Je m’appelle Lisa. Lisa Davril.

Déjà, à ma naissance, on a frôlé la catastrophe.

Je suis née à la maison. C'est-à-dire chez mes parents. A domicile, quoi.

       Dans les années 50, ce n’était pas trop la mode, l’accouchement à la maison : autant dire que ma mère ne l’a pas fait volontairement. Déjà qu’elle n’avait pas fait exprès de m’avoir un an tout juste après ma sœur aînée… Et surtout, ce qu’elle n’avait pas voulu, c’est accoucher toute seule.

Mon père était dans la rue à guetter l’ambulance qui n’est jamais arrivée. Cinquante ans après, ma mère le lui reproche encore (Qu’il ait été dans la rue, pas que l’ambulance ne soit jamais arrivée).

       Ma grand-mère a accouru, mais trop tard : j’étais déjà là.

-        Quel dommage ! a-t-elle dit. (Elle a cru que j’étais morte).

Je suis donc arrivée comme ça : toute seule, sans aucune aide. Et j’ai survécu.

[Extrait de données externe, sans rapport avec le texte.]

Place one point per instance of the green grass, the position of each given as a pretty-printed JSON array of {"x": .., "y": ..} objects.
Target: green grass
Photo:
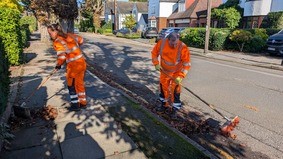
[{"x": 153, "y": 138}]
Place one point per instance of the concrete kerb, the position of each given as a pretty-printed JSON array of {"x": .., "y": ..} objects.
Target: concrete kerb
[
  {"x": 195, "y": 144},
  {"x": 12, "y": 97}
]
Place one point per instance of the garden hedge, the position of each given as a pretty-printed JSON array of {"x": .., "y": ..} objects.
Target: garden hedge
[
  {"x": 4, "y": 78},
  {"x": 11, "y": 35}
]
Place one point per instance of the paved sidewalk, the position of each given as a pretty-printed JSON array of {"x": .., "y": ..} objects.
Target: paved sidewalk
[
  {"x": 90, "y": 133},
  {"x": 259, "y": 60}
]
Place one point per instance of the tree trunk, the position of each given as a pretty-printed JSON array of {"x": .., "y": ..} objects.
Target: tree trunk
[
  {"x": 67, "y": 25},
  {"x": 96, "y": 22}
]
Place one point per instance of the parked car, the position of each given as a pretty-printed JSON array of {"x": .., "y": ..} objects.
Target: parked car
[
  {"x": 123, "y": 30},
  {"x": 275, "y": 43},
  {"x": 149, "y": 32}
]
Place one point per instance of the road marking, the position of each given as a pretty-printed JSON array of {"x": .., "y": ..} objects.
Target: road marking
[
  {"x": 274, "y": 75},
  {"x": 251, "y": 107}
]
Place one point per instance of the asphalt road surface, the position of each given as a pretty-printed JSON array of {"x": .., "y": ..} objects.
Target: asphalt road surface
[{"x": 255, "y": 94}]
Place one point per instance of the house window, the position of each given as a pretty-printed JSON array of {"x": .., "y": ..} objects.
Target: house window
[
  {"x": 153, "y": 9},
  {"x": 152, "y": 23}
]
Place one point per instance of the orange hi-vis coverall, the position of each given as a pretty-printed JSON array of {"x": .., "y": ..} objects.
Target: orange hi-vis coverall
[
  {"x": 175, "y": 62},
  {"x": 68, "y": 50}
]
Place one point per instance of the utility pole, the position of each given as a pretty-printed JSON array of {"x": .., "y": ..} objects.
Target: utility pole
[
  {"x": 115, "y": 15},
  {"x": 207, "y": 28}
]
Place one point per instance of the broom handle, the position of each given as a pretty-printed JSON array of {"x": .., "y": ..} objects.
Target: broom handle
[
  {"x": 196, "y": 96},
  {"x": 55, "y": 70}
]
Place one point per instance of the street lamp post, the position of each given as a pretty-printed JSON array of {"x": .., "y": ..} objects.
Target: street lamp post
[{"x": 207, "y": 28}]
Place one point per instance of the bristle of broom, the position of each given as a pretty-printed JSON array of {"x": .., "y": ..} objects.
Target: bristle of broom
[{"x": 229, "y": 126}]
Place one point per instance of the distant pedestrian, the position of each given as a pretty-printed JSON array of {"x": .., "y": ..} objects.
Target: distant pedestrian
[
  {"x": 174, "y": 63},
  {"x": 67, "y": 46}
]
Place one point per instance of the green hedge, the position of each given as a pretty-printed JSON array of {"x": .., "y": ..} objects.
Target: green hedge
[
  {"x": 4, "y": 78},
  {"x": 11, "y": 35},
  {"x": 25, "y": 33}
]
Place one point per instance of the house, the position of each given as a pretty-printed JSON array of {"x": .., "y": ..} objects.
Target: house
[
  {"x": 123, "y": 9},
  {"x": 180, "y": 13},
  {"x": 159, "y": 11},
  {"x": 140, "y": 13},
  {"x": 256, "y": 10},
  {"x": 191, "y": 13}
]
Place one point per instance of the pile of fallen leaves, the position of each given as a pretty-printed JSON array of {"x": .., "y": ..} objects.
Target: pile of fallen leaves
[{"x": 49, "y": 112}]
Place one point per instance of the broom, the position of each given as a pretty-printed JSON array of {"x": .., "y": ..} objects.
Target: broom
[{"x": 228, "y": 126}]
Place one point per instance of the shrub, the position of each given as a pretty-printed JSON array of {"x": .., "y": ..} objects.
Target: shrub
[
  {"x": 11, "y": 35},
  {"x": 274, "y": 20},
  {"x": 218, "y": 39},
  {"x": 31, "y": 21},
  {"x": 256, "y": 44},
  {"x": 270, "y": 31},
  {"x": 25, "y": 33},
  {"x": 4, "y": 78},
  {"x": 240, "y": 37}
]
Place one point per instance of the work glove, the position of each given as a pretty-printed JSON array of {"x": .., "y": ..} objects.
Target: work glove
[
  {"x": 178, "y": 80},
  {"x": 157, "y": 67},
  {"x": 58, "y": 67}
]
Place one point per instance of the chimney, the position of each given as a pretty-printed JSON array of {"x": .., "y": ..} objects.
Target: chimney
[{"x": 188, "y": 3}]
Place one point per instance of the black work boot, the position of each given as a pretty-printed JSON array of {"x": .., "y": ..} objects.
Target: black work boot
[
  {"x": 83, "y": 106},
  {"x": 161, "y": 108},
  {"x": 74, "y": 107},
  {"x": 174, "y": 115}
]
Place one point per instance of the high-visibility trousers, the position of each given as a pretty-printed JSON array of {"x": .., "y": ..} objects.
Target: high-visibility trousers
[
  {"x": 75, "y": 81},
  {"x": 169, "y": 90}
]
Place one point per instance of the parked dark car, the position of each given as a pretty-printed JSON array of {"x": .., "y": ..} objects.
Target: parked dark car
[
  {"x": 275, "y": 44},
  {"x": 122, "y": 31},
  {"x": 149, "y": 32}
]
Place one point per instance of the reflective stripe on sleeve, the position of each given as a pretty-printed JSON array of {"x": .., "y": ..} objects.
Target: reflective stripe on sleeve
[
  {"x": 186, "y": 64},
  {"x": 74, "y": 58},
  {"x": 62, "y": 57},
  {"x": 81, "y": 93}
]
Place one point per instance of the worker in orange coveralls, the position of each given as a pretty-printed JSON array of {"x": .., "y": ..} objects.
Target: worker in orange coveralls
[
  {"x": 68, "y": 50},
  {"x": 175, "y": 62}
]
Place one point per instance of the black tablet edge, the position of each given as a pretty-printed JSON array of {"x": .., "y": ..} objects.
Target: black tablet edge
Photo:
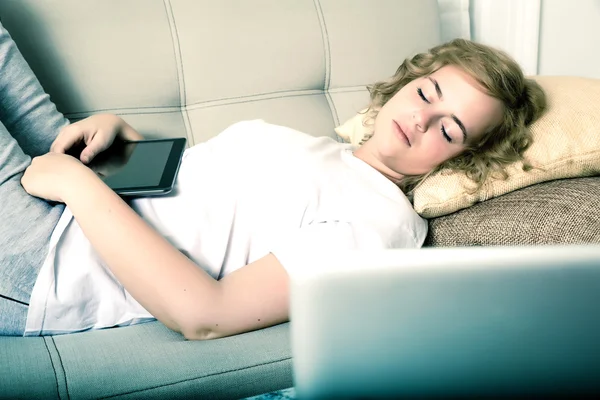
[{"x": 169, "y": 176}]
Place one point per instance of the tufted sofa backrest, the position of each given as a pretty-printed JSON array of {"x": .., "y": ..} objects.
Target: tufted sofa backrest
[{"x": 192, "y": 67}]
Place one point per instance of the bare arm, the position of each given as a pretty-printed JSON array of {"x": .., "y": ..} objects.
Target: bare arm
[{"x": 169, "y": 285}]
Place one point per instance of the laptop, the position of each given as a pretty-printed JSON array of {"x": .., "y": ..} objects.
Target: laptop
[{"x": 447, "y": 322}]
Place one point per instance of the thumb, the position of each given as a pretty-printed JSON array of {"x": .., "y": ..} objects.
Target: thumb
[{"x": 98, "y": 144}]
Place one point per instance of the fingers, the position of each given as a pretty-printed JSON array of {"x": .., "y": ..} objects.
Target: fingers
[
  {"x": 74, "y": 134},
  {"x": 69, "y": 136}
]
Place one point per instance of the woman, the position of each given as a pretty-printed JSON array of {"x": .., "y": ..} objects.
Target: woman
[{"x": 213, "y": 259}]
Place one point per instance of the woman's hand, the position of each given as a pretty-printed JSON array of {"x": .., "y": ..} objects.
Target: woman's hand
[
  {"x": 94, "y": 135},
  {"x": 52, "y": 175}
]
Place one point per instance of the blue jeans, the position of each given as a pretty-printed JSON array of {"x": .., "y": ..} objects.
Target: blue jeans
[{"x": 29, "y": 123}]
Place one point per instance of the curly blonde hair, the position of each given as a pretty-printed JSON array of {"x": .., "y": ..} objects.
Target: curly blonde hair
[{"x": 500, "y": 77}]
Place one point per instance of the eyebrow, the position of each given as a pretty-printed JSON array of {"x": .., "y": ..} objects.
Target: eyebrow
[{"x": 454, "y": 117}]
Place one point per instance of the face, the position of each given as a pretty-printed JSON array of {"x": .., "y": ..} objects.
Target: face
[{"x": 429, "y": 121}]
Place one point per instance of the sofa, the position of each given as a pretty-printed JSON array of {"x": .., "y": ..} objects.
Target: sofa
[{"x": 190, "y": 68}]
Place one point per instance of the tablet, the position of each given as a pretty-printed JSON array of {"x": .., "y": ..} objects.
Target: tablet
[{"x": 140, "y": 168}]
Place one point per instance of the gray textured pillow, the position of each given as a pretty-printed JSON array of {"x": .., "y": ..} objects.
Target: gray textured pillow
[{"x": 558, "y": 212}]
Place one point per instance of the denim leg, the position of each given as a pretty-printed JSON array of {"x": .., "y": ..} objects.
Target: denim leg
[
  {"x": 29, "y": 124},
  {"x": 25, "y": 109}
]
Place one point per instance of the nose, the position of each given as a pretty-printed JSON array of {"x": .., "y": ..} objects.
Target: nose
[{"x": 422, "y": 119}]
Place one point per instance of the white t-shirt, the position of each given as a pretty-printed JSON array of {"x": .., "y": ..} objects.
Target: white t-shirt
[{"x": 255, "y": 188}]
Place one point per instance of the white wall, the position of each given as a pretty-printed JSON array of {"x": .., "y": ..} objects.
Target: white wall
[
  {"x": 570, "y": 38},
  {"x": 510, "y": 25},
  {"x": 547, "y": 37}
]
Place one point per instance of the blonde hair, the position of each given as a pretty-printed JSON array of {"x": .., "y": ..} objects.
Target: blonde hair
[{"x": 500, "y": 77}]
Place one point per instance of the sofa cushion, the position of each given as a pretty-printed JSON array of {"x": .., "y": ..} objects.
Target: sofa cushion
[
  {"x": 566, "y": 145},
  {"x": 556, "y": 212}
]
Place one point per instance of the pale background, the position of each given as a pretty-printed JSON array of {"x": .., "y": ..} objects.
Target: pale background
[{"x": 547, "y": 37}]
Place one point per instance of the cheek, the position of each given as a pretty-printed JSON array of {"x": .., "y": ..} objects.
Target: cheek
[{"x": 439, "y": 151}]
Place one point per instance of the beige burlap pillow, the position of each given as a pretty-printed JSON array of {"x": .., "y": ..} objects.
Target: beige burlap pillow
[{"x": 566, "y": 145}]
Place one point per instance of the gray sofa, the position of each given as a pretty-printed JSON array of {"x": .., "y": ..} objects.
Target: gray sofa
[{"x": 191, "y": 68}]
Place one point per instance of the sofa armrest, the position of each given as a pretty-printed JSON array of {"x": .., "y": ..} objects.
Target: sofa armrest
[{"x": 556, "y": 212}]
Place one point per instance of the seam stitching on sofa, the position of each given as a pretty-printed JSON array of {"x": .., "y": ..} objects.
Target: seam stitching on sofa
[
  {"x": 327, "y": 50},
  {"x": 141, "y": 110},
  {"x": 180, "y": 75},
  {"x": 53, "y": 367},
  {"x": 292, "y": 93},
  {"x": 197, "y": 378},
  {"x": 62, "y": 367}
]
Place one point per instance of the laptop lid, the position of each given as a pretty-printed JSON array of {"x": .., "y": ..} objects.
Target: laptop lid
[{"x": 499, "y": 321}]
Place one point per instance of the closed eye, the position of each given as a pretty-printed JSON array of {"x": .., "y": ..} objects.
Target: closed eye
[
  {"x": 420, "y": 92},
  {"x": 446, "y": 136}
]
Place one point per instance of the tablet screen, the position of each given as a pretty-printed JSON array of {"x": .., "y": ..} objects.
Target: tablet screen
[{"x": 140, "y": 166}]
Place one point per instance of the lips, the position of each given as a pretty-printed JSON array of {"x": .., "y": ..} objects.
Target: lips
[{"x": 400, "y": 133}]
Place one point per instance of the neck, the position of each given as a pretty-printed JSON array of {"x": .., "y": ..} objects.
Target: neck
[{"x": 371, "y": 158}]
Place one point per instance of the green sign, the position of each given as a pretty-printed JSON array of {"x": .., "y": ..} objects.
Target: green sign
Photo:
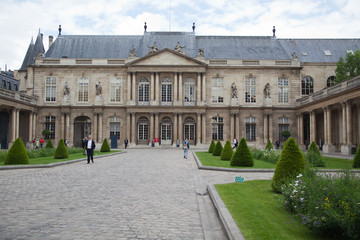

Après, quand j’ai eu les miens, d’enfants, j’ai mieux mesuré l’exploit, et je me demande toujours comment on a pu y arriver, ma mère et moi.

Il parait qu’il n’y avait pas de chauffage à la maison. Pourquoi ? Mystère. C’était l’hiver, et  il faisait froid comme ça pouvait arriver en hiver à cette époque, quand le réchauffement de la planète n’avait pas encore frappé. Mes parents n’étaient quand même pas si pauvres, mais ma mère m’a toujours dit qu’il n’y avait pas de chauffage quand je suis née. C’est sans doute pour ça que je suis si frileuse.

       Y-a-t-il un rapport entre ma naissance chaotique et le fait qu’il m’arrive toujours des mini-catastrophes, le fait que je me mette toujours dans des situations invraisemblables, toutes ces choses dingues qui n’arrivent qu’à moi ?

Des exemples ?

Le jour où je me suis retrouvée seule à Paris (j’habite à Lyon) sans un sou ni carte bleue car je m’étais fait voler mon porte monnaie, et que j’ai dû mendier un ticket de métro à un passant. Ce qui d’ailleurs a été d’une facilité déconcertante.

Et la fois où ma chaussure (du genre babouche) est tombée sur la voie du métro ? Deux heures avant de la récupérer… Et je ne me suis pas fait féliciter !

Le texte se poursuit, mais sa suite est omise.